I read a lot throughout January and although most of my reading wasn't online, I did read a few pieces I wanted to share with you. They might interest you too: 

I cut this one out of our Sunday Times and taped it to our fridge I loved it so much. The Poet of Light by Christian Wiman on Richard Wilbur

If you've seen Look & See: a portrait of Wendell Berry, then you probably had the same complaint I did: we hardly saw anything of Berry himself! But something I loved about the documentary was the delightful presence of his wife. Here's an article on her that made me want to be a wife like she is

This was a quiet podcast for a quiet evening, both of which I quite enjoyed. Krista Tippett interviewed John O'Donohue for OnBeing

Speakings of podcasts, Nate and I worked through this series from Beau Hughes (The Village Church, Denton) on shame. I cannot recommend it more highly. 

I hope you took a few minutes to read Rachel Denhollander's words at the conclusion of the Larry Nassar trial. This is a great follow-up interview at Christianity Today with her

I subscribe to Poetry Foundation's Poem of the Day feed and you might want to as well. Listening to poetry is such a good discipline. Reading it is fine and good too, of course, but poetry is lyrical and best experienced heard. 

Also, I just wanted to say a heartfelt thank you to all of you who support Sayable on Patreon and who have downloaded the e-books. I have gotten so many messages from you saying you're being encouraged by the work there. That means so much to me. Thank you. Thank you. Thank you.

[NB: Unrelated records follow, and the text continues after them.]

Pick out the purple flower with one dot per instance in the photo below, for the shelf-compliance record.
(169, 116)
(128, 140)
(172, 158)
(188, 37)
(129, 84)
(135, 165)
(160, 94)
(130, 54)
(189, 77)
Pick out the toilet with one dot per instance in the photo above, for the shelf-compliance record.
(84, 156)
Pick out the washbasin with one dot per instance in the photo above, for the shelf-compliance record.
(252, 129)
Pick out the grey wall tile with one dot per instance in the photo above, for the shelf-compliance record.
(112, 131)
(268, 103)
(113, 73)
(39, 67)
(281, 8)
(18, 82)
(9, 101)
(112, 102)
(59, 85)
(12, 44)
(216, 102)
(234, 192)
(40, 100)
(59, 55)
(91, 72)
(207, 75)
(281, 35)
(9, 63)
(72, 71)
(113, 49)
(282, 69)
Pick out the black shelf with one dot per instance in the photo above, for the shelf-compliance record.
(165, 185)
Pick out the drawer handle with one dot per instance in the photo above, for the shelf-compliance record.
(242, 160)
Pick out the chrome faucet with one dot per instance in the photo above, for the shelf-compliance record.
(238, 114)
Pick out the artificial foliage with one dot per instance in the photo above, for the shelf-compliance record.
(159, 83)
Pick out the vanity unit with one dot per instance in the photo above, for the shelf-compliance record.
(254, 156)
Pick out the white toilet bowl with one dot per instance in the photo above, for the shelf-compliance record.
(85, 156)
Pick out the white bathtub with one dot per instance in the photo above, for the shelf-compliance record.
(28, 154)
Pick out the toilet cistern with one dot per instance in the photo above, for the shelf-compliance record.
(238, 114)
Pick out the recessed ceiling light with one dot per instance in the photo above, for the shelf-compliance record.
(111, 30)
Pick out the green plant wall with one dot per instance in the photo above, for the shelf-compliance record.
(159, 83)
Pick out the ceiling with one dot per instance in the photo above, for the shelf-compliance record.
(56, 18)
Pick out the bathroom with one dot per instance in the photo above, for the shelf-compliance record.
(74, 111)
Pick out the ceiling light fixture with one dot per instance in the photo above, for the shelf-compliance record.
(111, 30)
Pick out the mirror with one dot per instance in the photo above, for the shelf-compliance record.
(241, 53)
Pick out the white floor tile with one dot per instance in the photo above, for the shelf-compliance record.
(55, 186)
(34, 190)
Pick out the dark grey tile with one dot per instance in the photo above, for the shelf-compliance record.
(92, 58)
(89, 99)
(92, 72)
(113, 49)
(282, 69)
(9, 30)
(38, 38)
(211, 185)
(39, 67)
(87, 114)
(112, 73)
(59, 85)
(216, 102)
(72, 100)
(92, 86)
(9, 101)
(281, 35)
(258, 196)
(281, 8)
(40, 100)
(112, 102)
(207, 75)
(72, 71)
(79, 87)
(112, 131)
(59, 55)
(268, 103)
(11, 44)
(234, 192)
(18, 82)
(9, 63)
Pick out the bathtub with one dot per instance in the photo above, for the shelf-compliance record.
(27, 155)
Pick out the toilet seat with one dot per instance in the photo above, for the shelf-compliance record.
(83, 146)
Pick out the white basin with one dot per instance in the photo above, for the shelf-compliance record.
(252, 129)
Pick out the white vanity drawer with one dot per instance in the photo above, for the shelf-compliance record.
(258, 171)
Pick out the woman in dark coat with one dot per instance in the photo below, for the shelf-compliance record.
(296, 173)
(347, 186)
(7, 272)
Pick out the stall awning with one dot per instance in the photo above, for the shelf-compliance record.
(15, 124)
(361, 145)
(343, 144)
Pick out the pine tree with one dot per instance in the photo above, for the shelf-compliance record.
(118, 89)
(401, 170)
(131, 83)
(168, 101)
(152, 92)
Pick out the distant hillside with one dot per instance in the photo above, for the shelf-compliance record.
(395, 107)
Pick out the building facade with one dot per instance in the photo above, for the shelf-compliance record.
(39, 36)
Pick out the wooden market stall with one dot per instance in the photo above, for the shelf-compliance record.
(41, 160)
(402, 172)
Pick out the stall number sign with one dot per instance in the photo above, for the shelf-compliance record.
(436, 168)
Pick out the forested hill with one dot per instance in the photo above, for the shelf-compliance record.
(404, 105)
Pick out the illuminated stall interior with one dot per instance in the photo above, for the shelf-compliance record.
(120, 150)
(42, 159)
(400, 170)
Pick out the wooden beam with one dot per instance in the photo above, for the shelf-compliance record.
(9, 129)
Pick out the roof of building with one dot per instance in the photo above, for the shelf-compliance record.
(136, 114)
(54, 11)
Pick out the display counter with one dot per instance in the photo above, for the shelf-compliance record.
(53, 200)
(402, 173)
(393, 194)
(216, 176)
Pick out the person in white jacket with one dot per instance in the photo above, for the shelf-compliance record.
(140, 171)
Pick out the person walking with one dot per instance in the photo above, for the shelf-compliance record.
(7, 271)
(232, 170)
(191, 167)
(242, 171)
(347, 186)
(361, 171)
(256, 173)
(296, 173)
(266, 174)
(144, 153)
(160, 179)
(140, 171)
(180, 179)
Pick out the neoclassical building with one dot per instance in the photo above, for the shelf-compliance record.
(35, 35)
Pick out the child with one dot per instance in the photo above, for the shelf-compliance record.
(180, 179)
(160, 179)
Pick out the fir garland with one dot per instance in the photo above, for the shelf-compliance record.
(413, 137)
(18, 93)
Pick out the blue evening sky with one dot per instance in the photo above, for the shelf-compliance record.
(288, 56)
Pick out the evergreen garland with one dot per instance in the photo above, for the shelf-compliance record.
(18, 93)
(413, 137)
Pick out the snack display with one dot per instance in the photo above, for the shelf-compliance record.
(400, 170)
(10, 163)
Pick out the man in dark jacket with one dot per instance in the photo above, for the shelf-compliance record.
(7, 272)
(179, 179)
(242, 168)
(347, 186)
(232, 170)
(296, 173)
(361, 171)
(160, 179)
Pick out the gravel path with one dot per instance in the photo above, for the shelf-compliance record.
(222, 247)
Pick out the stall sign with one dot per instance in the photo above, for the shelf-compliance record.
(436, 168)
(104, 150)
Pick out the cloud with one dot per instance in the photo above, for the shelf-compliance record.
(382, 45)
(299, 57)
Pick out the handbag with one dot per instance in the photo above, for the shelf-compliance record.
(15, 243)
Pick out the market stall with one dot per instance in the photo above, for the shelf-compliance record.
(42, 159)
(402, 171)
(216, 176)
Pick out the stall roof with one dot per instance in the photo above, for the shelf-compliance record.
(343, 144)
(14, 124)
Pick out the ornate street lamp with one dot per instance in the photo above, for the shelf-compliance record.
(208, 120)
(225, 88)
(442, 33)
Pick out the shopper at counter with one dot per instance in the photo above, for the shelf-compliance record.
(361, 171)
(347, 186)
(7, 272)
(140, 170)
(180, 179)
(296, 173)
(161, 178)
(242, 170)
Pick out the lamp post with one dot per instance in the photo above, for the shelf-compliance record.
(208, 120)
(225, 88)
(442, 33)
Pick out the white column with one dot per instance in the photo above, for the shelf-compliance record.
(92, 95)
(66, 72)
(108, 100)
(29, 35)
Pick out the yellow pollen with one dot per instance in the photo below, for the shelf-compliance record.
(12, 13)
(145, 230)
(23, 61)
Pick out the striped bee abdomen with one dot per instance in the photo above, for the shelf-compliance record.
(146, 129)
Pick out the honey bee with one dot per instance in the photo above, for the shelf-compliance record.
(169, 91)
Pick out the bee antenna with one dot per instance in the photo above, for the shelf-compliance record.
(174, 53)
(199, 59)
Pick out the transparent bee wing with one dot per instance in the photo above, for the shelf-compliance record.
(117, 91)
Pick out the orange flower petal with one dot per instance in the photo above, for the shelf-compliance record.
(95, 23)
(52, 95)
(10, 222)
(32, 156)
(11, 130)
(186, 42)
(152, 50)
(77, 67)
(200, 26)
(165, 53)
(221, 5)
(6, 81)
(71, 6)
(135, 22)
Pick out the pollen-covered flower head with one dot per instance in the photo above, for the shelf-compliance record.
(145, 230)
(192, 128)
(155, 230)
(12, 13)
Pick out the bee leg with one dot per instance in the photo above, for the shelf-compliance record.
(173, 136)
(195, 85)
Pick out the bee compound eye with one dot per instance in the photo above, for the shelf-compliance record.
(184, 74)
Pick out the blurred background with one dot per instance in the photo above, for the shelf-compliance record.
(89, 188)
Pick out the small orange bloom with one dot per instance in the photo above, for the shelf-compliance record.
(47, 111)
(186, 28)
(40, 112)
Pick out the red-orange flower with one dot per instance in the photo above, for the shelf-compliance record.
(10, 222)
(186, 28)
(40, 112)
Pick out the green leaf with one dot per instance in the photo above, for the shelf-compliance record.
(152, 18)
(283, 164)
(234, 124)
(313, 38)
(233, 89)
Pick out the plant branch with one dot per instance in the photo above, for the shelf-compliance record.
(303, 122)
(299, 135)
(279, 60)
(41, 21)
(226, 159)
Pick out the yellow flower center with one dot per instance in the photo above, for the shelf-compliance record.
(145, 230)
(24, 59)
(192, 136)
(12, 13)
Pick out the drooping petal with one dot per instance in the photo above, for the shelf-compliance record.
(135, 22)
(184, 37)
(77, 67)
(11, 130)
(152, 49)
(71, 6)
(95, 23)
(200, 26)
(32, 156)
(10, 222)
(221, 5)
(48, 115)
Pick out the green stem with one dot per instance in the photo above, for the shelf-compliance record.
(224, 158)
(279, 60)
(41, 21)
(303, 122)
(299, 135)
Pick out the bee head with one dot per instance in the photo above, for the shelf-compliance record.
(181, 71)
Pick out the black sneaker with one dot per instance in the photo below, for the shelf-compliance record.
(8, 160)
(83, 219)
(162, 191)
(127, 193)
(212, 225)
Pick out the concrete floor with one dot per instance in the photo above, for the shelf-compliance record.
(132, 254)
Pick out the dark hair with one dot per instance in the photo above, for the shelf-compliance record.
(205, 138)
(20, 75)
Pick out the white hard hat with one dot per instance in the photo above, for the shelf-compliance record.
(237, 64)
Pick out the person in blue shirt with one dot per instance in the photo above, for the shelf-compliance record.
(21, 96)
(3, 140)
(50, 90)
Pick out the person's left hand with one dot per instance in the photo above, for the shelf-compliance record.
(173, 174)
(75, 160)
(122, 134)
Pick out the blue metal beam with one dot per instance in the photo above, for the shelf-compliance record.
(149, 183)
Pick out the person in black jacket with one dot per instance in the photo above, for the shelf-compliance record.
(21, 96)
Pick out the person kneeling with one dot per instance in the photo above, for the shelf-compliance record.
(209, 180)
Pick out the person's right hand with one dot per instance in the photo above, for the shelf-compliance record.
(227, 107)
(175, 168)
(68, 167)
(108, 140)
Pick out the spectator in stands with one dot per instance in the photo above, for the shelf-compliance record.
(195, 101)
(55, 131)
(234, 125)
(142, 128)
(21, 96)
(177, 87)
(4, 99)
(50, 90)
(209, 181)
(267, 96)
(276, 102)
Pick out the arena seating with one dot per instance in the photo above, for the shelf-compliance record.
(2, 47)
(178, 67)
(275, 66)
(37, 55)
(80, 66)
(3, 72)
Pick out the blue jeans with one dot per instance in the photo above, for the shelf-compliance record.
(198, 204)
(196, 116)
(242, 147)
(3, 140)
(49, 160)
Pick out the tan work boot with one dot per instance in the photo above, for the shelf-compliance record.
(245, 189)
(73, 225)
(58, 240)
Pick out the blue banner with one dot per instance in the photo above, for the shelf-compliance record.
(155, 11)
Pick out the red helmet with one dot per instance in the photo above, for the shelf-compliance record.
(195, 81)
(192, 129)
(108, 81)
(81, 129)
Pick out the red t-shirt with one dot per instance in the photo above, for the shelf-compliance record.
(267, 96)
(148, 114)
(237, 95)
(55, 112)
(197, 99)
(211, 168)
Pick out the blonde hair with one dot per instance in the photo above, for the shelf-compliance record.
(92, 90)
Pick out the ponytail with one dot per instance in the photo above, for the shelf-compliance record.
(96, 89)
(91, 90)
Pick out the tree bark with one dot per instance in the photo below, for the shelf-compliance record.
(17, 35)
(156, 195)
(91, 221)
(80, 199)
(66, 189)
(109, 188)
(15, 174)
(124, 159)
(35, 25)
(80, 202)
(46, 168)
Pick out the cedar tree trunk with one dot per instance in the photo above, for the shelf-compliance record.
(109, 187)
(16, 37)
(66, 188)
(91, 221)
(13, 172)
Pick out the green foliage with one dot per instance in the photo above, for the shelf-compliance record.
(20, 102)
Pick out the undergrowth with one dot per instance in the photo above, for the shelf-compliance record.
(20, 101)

I am only 30 away from 200 supporters on Patreon, at which point I'll be starting to coach a small writing group. Details about it will come after that point, but I will say there will be an application process and it will be opened first to Patreon supporters. I will only be able to invite 20 people into the group (which will last between 12-16 weeks, still undecided on that), so if you are at all interested you'll need to begin preparing a 300 word non-fiction writing sample (on anything). There will be a cost for participation in the group, but it won't be astronomical, just to cover my time coaching. I read through my tentative plan to Nate last week and started getting pretty excited about this endeavor. Everything we'll be doing has been part of my process of becoming a better writer, thinker, and receiver of criticism. I hope it helps each of you as well. Again, more details on that after we reach 200. Grateful for each of you. 

View from the sickbay. Harper is under there somewhere...and Nate, I think. 

View from the sickbay. Harper is under there somewhere...and Nate, I think.